Signed-off-by: Linda-Stadter <57756729+Linda-Stadter@users.noreply.github.com>

ispobock · 2025-12-03T13:01:01Z

python/sglang/srt/models/mistral_large_3_eagle.py

+        return output
+
+
+class MistralLarge3ForCausalLMEagle(MistralLarge3ForCausalLM):


EAGLE seems not working.

ispobock · 2025-12-03T13:03:15Z

python/sglang/srt/models/deepseek_v2.py

        if rope_scaling:
            rope_scaling["rope_type"] = "deepseek_yarn"

+        self.llama_4_scaling = (


Maybe we can add comment here for mistral model.

ispobock · 2025-12-03T13:37:38Z

python/sglang/srt/layers/quantization/modelopt_quant.py

        if self.enable_flashinfer_cutlass_moe or self.enable_flashinfer_trtllm_moe:
-            w13_input_scale = layer.w13_input_scale.max().to(torch.float32)
-            w2_input_scale = layer.w2_input_scale.max().to(torch.float32)
+            w13_input_scale = (


Why do we need to update modelopt quant here?

ispobock · 2025-12-03T13:38:30Z

python/sglang/srt/layers/quantization/fp8.py

                self.process_weights_hip_scale_padding(layer)
+
+            # Align FP8 weights to FlashInfer per-tensor kernel layout if enabled
+            if get_moe_runner_backend().is_flashinfer_trtllm():


For flashinfer_trtllm moe, do we need to seperate a PR to support it?

ispobock · 2025-12-03T13:39:24Z

python/sglang/srt/layers/quantization/compressed_tensors/schemes/compressed_tensors_w8a8_fp8.py

        bias: Optional[torch.Tensor] = None,
    ) -> torch.Tensor:
+        if self.weight_block_size is not None:
+            return self.w8a8_block_fp8_linear(


TODO: add DeepGEMM support

ispobock · 2025-12-03T14:04:27Z

/tag-and-rerun-ci

Clean up eagle

Fix Llama4 scaling

dcampora · 2025-12-03T16:56:41Z

@ispobock let's tackle Eagle3, DeepGEMM, flashinfer_trtllm moe and FP4 support in follow-up MRs. We have removed the Eagle3 code from the PR.

ispobock · 2025-12-04T02:43:02Z

/tag-and-rerun-ci

ispobock · 2025-12-04T05:16:04Z

python/sglang/srt/models/deepseek_v2.py

        hidden_states: torch.Tensor,
        forward_batch: ForwardBatch,
        zero_allocator: BumpAllocator,
+        llama_4_scaling: Optional[torch.Tensor],


There are too many changes for introducing llama_4_scaling parameter here.
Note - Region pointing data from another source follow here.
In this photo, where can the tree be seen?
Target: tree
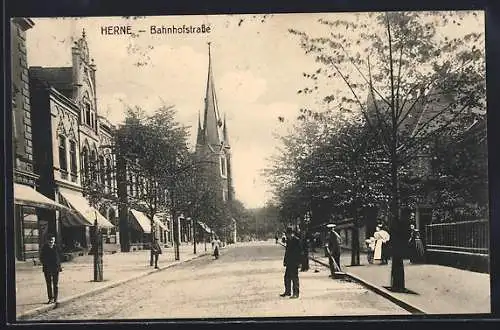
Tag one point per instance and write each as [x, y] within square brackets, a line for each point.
[418, 83]
[152, 151]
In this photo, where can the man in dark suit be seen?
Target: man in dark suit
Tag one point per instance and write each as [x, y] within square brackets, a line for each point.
[51, 266]
[292, 262]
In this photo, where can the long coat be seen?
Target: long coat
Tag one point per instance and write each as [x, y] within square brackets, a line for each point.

Is there a better way to handle it?

@dcampora The ci failed: https://github.com/sgl-project/sglang/actions/runs/19900521834/job/57100360299?pr=14213#step:5:5669

File "/public_sglang_ci/runner-l3c-gpu-67/_work/sglang/sglang/python/sglang/srt/models/kimi_linear.py", line 437, in forward hidden_states = self.self_attn( File "/usr/local/lib/python3.10/dist-packages/torch/nn/modules/module.py", line 1775, in _wrapped_call_impl return self._call_impl(*args, **kwargs) File "/usr/local/lib/python3.10/dist-packages/torch/nn/modules/module.py", line 1786, in _call_impl return forward_call(*args, **kwargs) TypeError: DeepseekV2AttentionMLA.forward() missing 1 required positional argument: 'llama_4_scaling'

fzyzcjy · 2025-12-04T05:54:02Z

python/sglang/srt/layers/attention/trtllm_mla_backend.py

        k_rope: Optional[torch.Tensor] = None,
        cos_sin_cache: Optional[torch.Tensor] = None,
        is_neox: Optional[bool] = False,
+        llama_4_scaling: Optional[torch.Tensor] = None,


if we add this logic here, we will have to do the same thing for a ton of attn backends and sync them. thus one way maybe just put logic in the models folder (deepseek_v2.py or mistral py etc), since looks like it is just scaling the q tensor before entering the core attention logic

From Mistral's implementation in vLLM, the scaling is applied between RoPE and attention, so it implements inside the mla layer: https://github.com/vllm-project/vllm/pull/29757/files#diff-6ffcb4f51daf85df32c7d35433c3393f1602663960f677ae61f55af1ed3ab524

In SGLang, for trtllm mla backend, the RoPE is fused into the attention backend. This is quite different from vLLM. The scaling is needed to be passed into the backend to apply correctly.

ispobock · 2025-12-04T08:37:02Z

/tag-and-rerun-ci

Co-authored-by: elvischenv <219235043+elvischenv@users.noreply.github.com> Co-authored-by: Linda-Stadter <57756729+Linda-Stadter@users.noreply.github.com>

Wangzheee · 2025-12-18T04:33:28Z

python/sglang/srt/layers/quantization/compressed_tensors/compressed_tensors_moe.py

+        if not (per_tensor or per_channel):
+            assert self.weight_quant.strategy == QuantizationStrategy.BLOCK
+            self.weight_block_size = self.weight_quant.block_structure
+            assert self.weight_quant.dynamic is not None


self.weight_quant.dynamic is false, so it can be None?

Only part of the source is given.